Single-molecule studies of GroEL
Chaperonins are barrel-like oligomeric molecular machines which assist protein folding in the cell.
GroEL, the E. Coli Chaperonin, is made up of two homoheptameric rings, stacked back-to-back, with a cavity at each end in which protein folding can take place.
Protein folding by GroEL is mediated by a series of allosteric transitions driven by the binding and hydrolysis of ATP. GroEL binds ATP in a cooperative manner and there is evidence indicating that the conformational changes in GroEL take place in a concerted manner, i.e. all seven subunits of each ring perform synchronized motion.
The conformational cycling in GroEL is essential for its function. Nevertheless full elucidation of the reaction cycle of this fascinating molecular machine is elusive. In our group we are developing techniques that will allow direct observation of this protein at work.
Optical switch as a reporter for conformational changes
Using the crystal structure of GroEL captured at different stages of the reaction cycle we were able to engineer an optical switch into the structure. The switch is based on the quenching between a fluorescent label and tryptophan. The switch was designed by structural analysis so that quenching will occur in one conformation (fig. 1a) but not in the other (fig. 1b). This allowed following the structural changes of the protein by monitoring the fluorescence changes of a bright and stable visible-range fluorophore.

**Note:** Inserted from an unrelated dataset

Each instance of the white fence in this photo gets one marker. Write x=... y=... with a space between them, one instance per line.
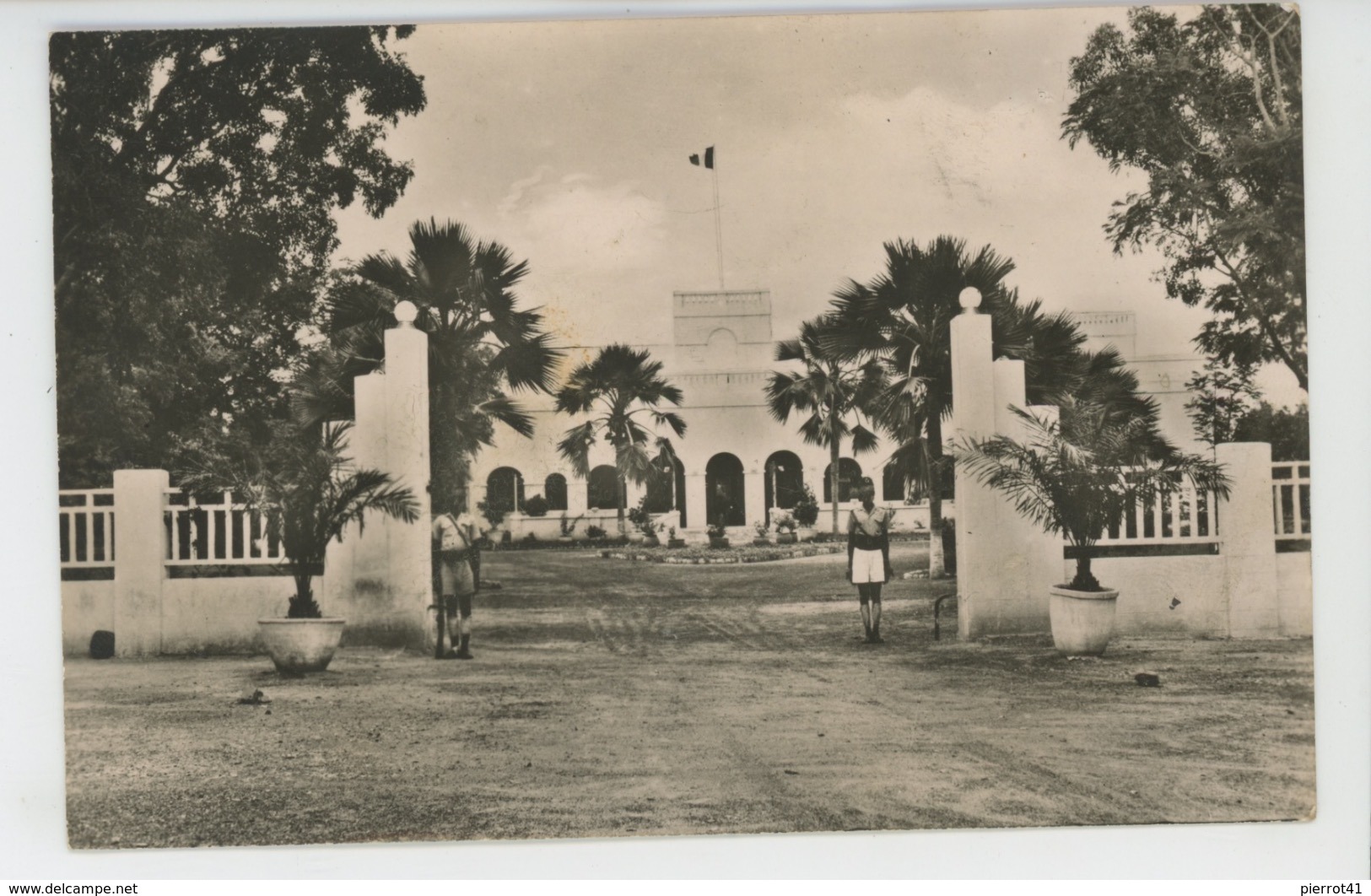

Figure 1: The optical switch in GroEL molecules. (a) The fluorescence of the dye (red) is quenched by the amino acid tryptophan (violet) in the apo conformation of GroEL. (b) In the ATP binding conformation, the quenching is removed. The structures in (a) and (b) correspond to two adjacent monomers in the trans and cis rings of the GroEL-GroES-ADP7 complex, respectively.
Switch-bearing molecules were found to have similar thermodynamic characteristics as the unmodified protein and demonstrated large ATP-dependent fluorescence intensity changes.
Single molecule studies of the conformational changes of GroEL
Using the above-mentioned switch, we are trying to monitor the conformational changes of the protein on the single molecule level. Such measurements are expected to give a direct observation on the folding cycle of GroEL.
In order to follow each molecule for a prolonged time, these experiments are conducted on surface tethered molecules. The molecules are excited by an evanescent wave produced by total internal reflection. The shallow profile of excitation resulting from the evanescent wave reduces the background thereby allowing the detection of the weak signal from single molecules. These signals are picked up by an ultra sensitive EM-CCD camera.
Figure 2 shows a typical microscope field before (a) and after (b) addition of 1 mM ATP. A strong increase in the fluorescence of many of the molecules is readily observed. The temporal trajectory of the fluorescence of one of these (circles in Figures 2a and 2b) is shown in Figure 2c.
Figure 2: Activity of the optical switch in labeled protein molecules deposited on a glass surface, monitored at the single molecule level. Changes in fluorescence after addition of (a) buffer only and (b) 1 mM ATP. (c) Temporal trajectory of the molecule marked with a red circle in (a) and (b).
Structural fluctuations of GroEL
Fast structural dynamics of proteins is studied by a home built Fluorescence Correlation Spectroscopy (FCS) system. FCS is a spectroscopic method suitable for kinetic measurements on a wide time-scale. While classical bulk kinetic methodologies follow the system as it approaches equilibrium after an abrupt change in conditions, FCS measurements are conducted under equilibrium conditions. In FCS measurements, kinetic data is extracted by monitoring the spontaneous fluctuations fundamental to all systems in dynamic equilibrium. Fluctuations in a thermodynamic system are inversely proportional to the number of particles in the system (N). The signal in FCS is a result of the autocorrelation of the time-fluctuations in fluorescence intensity which are inversely proportional to N. Therefore, in order to have detectible signals FCS measurements are conducted on a dilute sample (typically several nanomolars) in a small volume (diffraction limited spot in a confocal setup).
Using this system we are able to monitor fast structural fluctuation in GroEL. These measurements constitute the first direct experimental evidence for such fluctuations which were predicted by several theoretical groups. Singular value decomposition of the FCS curves of the protein under different conditions indicates that all the FSC curves in this system are a result of the weighted sum of two FCS curves indicating that the system fluctuates between two distinct states.